Но эта книжка о том, что богатые злы и глупы, но бедные, за счет того, что они умны и отчасти смелы и ещё остроумны, могут жить в этом страшном мире богатых. Но похоже, во-первых, что вот это реалии, которые не денутся никогда и никуда. Во-вторых, это талантливый писатель. Да, не из самых крупных наших прозаиков, никто не станет ставить его в один ряд с Платоновым или тем же Шаламовым, но он и не рвется - это совершенно другая вещь.

Это развлекательная, это очень качественная и развлекательная литература, написана остроумным человеком, с кучей не устаревающих шуток, ну, не знаю, шутка про «зверь, именуемый кот» - не может, наверное, устареть, наоборот, с появлением фейсбука она может только еще обрести новое дыхание.

Восток показан там глазами.. такой реконструированный Восток, исторически чуть-чуть припорошенный пылью времени, Восток показан там с любовью и показан знатоком. Для меня было большим откровением, если вы помните, там куча эпиграфов из книги «Ожерелье голубки», которая вот с такой какой-то невероятной цветистостью написана.

Я думал что Соловьев это всё придумал, а это такая пародия на вычурный, ориенталистский как раз стиль. А потом я прочел книжку «Ожерелье голубки», - нет, она вот так и написана, она существует, она из позднего средневековья - это точная цитата, люди так писали, и это показывает с каким знатоком мы на самом деле имеем дело.

И она немножко дидактическая, но это нормально для книги, если не детской, то подростковой. Потом, она ведь учит не, я не знаю, не борьбе классов, не уничтожению мулл и чиновников - она про любовь, про добро и, боюсь.., или вернее не боюсь, думаю, что запрос, на такого рода вещи, никуда не денется, и Соловьев долго еще будет находить своего читателя. Это хорошая книжка".
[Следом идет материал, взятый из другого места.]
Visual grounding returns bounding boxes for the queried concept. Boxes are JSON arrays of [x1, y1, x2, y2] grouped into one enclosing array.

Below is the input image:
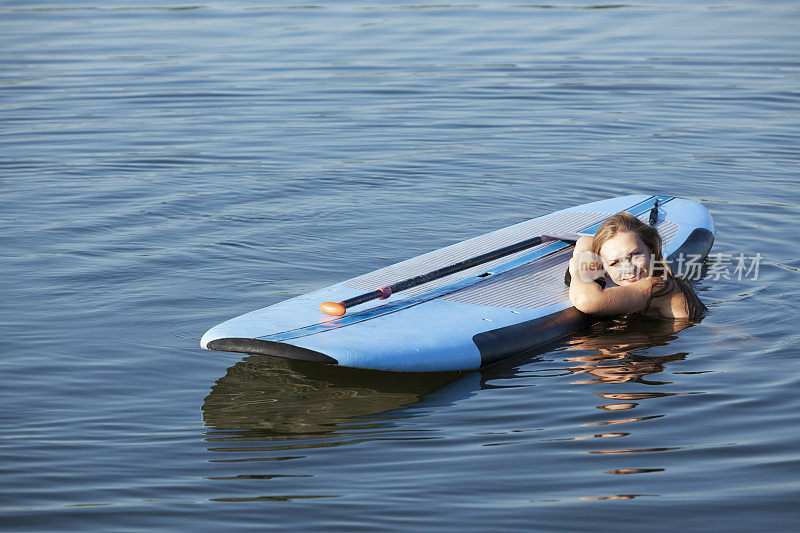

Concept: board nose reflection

Дмитрий Губин о Ходже Насреддине

Дмитрий Губин: "Да он никогда толком и не жил, мне вообще так кажется, потому что кто читал Ходжу Насреддина… Понимаете, Ходжа Насреддин — это что-то вроде Шолом-Алейхема все знают, что есть такое непонятное Шолом-Алейхем, и все знают, что есть такой Ходжа Насреддин, ну что именно кажется, и тот, и другой произносили всякие мудрые мысли по всякому поводу.
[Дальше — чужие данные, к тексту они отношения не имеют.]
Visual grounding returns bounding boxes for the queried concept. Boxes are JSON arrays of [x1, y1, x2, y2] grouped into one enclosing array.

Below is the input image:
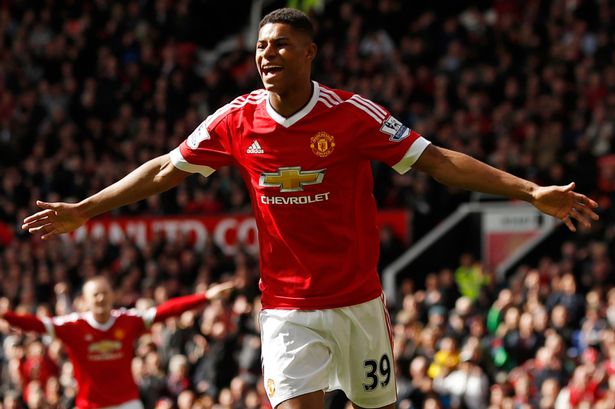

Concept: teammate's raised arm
[[413, 144, 599, 232], [22, 154, 190, 240], [152, 281, 235, 323], [204, 281, 235, 301], [1, 310, 47, 333]]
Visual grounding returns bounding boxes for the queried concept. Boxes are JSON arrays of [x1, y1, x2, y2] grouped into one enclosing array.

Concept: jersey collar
[[266, 81, 319, 128], [84, 311, 117, 331]]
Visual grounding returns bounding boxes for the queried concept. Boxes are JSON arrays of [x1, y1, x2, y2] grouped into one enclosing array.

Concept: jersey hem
[[260, 288, 382, 310]]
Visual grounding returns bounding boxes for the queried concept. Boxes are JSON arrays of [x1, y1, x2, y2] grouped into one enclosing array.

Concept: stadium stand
[[0, 0, 614, 408]]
Но попробуйте припереть к стенке хорошо образованного советского человека - вот он вам не скажет, это подлинные герои или герои фольклора, это название книги или это имя автора. Просто, знаете, есть некий лимит на экзотические отпечатки - вот с одной стороны должен быть запомнен такой вот Хаджа Насреддин и приписываемое мы ему, хотя я, вот абсолютно будучи советским интеллигентом, то есть не знающий ничего толком, я тоже вам с ходу не скажу - вот это знаменитое «кто умрет первый - падишах или ишак» - это сказал Ходжа Насреддин или это сказал не Ходжа Насреддин".

Ходжа Насреддин Соловьева

В 1955 он отправляется к сестре в Ленинград, женится на учительнице русского языка. Больше он не напишет ничего выдающегося, а в 1962 году умрет. Большие писатели не понимали его успеха, а критика хранила гробовое молчание. О нем осталось несколько страниц воспоминаний его соавтора Витковича и один абзац в дневниках у Юрия Олеши.

У Соловьева Насреддин 35-летний полный сил человек, Насреддин из сказок – это глубокий старик, которому нечего терять. Вот и получилось так, что Насреддин благодаря Соловьеву шагнул из XIII века в ХХ и уверено шагает в ХХI. И Насреддин по-прежнему сильнее богачей и падишаха.